You can use this technique for expanding your education on any subject. All departments let you do this and have full webcasts of the lectures available online for free. You don't even have to do the whole class, just find a course that covers a text you want to learn about and use those webcasts as a resource. There is something to be said for reading through something and coming to an understanding of it on your own, but you honestly gain way more through the insight of someone well versed in the subject.

Then again, if you want something a bit less stiff and educational, I've recently enjoyed The hitchhikers guide to the galaxy, Ender's game, The once and future king, All things shining (FANTASTIC book by Dreyfus, the professor whose course I'm taking, about secular spirituality in the modern world, but has a heavy basis in ancient western lit ie oedipus, the odyssey, dante's inferno etc... very accessible even if you haven't read these though), Voltaire's Candide (Awesome read even if you don't like phil), and the alchemist... I'm just throwing titles at you at this point.
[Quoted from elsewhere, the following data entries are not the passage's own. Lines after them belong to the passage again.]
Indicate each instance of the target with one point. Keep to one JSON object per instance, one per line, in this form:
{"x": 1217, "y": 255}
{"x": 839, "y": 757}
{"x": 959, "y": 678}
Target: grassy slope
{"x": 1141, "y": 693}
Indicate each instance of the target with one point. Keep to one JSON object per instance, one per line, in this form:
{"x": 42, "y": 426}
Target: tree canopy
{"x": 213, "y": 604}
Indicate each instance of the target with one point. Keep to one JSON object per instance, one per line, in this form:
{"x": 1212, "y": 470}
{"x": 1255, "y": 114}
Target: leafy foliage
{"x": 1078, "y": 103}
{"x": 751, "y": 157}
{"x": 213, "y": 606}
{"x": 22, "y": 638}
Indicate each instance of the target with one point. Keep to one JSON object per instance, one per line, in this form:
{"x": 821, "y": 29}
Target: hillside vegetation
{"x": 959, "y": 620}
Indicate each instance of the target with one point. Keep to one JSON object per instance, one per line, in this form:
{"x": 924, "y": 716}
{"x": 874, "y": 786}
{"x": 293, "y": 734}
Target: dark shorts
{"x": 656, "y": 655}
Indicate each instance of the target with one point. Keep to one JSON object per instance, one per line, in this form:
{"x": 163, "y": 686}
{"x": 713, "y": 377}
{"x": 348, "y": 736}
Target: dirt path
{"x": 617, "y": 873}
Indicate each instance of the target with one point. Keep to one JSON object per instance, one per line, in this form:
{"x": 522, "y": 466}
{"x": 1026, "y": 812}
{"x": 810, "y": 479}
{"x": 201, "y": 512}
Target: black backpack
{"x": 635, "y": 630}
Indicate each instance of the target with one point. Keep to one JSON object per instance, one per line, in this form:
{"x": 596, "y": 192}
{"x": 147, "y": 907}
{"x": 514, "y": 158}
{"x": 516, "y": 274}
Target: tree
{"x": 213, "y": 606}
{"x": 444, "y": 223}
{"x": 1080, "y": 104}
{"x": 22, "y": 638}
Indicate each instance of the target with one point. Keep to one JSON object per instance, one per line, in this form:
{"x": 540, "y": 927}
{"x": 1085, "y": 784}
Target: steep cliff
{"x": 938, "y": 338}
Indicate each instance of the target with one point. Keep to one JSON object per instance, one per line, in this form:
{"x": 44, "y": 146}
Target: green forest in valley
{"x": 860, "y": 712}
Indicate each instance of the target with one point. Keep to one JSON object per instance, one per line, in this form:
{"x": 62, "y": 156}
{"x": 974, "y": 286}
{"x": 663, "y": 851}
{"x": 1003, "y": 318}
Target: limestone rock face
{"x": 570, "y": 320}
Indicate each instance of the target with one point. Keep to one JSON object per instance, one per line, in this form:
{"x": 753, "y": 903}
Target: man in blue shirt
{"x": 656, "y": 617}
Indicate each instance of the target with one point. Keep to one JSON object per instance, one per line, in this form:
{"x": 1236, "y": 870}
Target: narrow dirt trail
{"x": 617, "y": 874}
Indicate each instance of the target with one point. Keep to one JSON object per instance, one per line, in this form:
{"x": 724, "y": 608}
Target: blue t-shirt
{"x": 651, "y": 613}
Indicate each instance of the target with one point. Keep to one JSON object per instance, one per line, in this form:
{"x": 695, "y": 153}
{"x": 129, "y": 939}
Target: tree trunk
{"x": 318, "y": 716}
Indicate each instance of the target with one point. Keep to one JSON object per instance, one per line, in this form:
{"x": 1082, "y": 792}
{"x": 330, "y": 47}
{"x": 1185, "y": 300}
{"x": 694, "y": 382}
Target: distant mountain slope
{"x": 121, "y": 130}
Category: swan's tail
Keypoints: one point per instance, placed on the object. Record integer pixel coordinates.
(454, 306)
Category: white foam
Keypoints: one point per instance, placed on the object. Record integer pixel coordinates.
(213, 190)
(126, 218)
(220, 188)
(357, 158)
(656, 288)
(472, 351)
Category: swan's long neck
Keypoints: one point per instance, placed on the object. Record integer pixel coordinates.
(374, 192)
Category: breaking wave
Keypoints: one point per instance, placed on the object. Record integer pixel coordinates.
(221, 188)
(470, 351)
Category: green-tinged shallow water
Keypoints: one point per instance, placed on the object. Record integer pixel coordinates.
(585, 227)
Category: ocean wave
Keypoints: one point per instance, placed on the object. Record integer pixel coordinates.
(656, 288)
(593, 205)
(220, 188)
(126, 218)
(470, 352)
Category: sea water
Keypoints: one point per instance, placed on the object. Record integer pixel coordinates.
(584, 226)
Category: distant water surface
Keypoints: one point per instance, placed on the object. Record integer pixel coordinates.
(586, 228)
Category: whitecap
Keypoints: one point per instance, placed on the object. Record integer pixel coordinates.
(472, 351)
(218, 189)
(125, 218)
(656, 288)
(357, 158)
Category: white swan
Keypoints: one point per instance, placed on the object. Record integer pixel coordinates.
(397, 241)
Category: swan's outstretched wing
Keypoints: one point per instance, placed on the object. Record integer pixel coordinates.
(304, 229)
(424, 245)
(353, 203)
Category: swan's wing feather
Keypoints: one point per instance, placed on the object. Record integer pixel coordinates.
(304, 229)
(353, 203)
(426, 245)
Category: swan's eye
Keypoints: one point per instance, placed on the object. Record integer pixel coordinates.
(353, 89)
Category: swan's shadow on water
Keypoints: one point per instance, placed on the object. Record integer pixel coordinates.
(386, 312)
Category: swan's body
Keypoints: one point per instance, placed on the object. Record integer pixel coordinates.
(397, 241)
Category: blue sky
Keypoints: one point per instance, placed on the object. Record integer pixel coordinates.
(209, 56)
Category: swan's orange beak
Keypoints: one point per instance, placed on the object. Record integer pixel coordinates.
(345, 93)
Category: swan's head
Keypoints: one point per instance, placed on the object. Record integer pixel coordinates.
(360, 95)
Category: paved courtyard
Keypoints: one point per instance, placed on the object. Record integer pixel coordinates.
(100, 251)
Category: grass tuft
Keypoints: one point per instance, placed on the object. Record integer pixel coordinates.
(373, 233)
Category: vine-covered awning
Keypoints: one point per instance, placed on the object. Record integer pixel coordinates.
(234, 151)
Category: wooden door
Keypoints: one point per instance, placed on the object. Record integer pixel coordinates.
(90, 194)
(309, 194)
PM me if you'd like some suggestions a bit more focuses to your tastes.

BTW, if you want something more science focused, I would recommend doing what I suggested above about taking a podcast course, but take a seminar type course that discusses scientific papers focused on a topic. The lectures will be interesting and stimulating, and you'll be able to review a good bit of science.
👍 http://onlineuniversityrankings.org/2009/the-worlds-50-best-open-courseware-collections/

MIT and Berkeley video been good so far.🙂
 
What would you recommend for a senior trying to expand his literacy? I'm looking for books both riveting and challenging. Something interesting that will also be good practice for the MCAT. I will also begin reading more academic journals in college, so I need to really up my level.

I can read challenging works, but not at the cost of entertainment. Also, I hate (but still respect) Dickens for any of you that were going to suggest him. I have my reasons.

Thanks.

American literature can be tough for some people to comprehend, and plus the stories are pretty good.

"An Occurrence at Owl Creek Bridge" - Bierce
"Barn Burning" -Faulkner
"The Swimmer" -Cheever
"Babylon Revisited" -Fitzgerald
"Good Country People" -O'Conner
"The Yellow Wallpaper" -Gilman
"To Build a Fire" -London
"The Snows of Kilimanjaro" -Hemingway
and Mark Twain of course

American Literature can be a challenge and is full of great authors.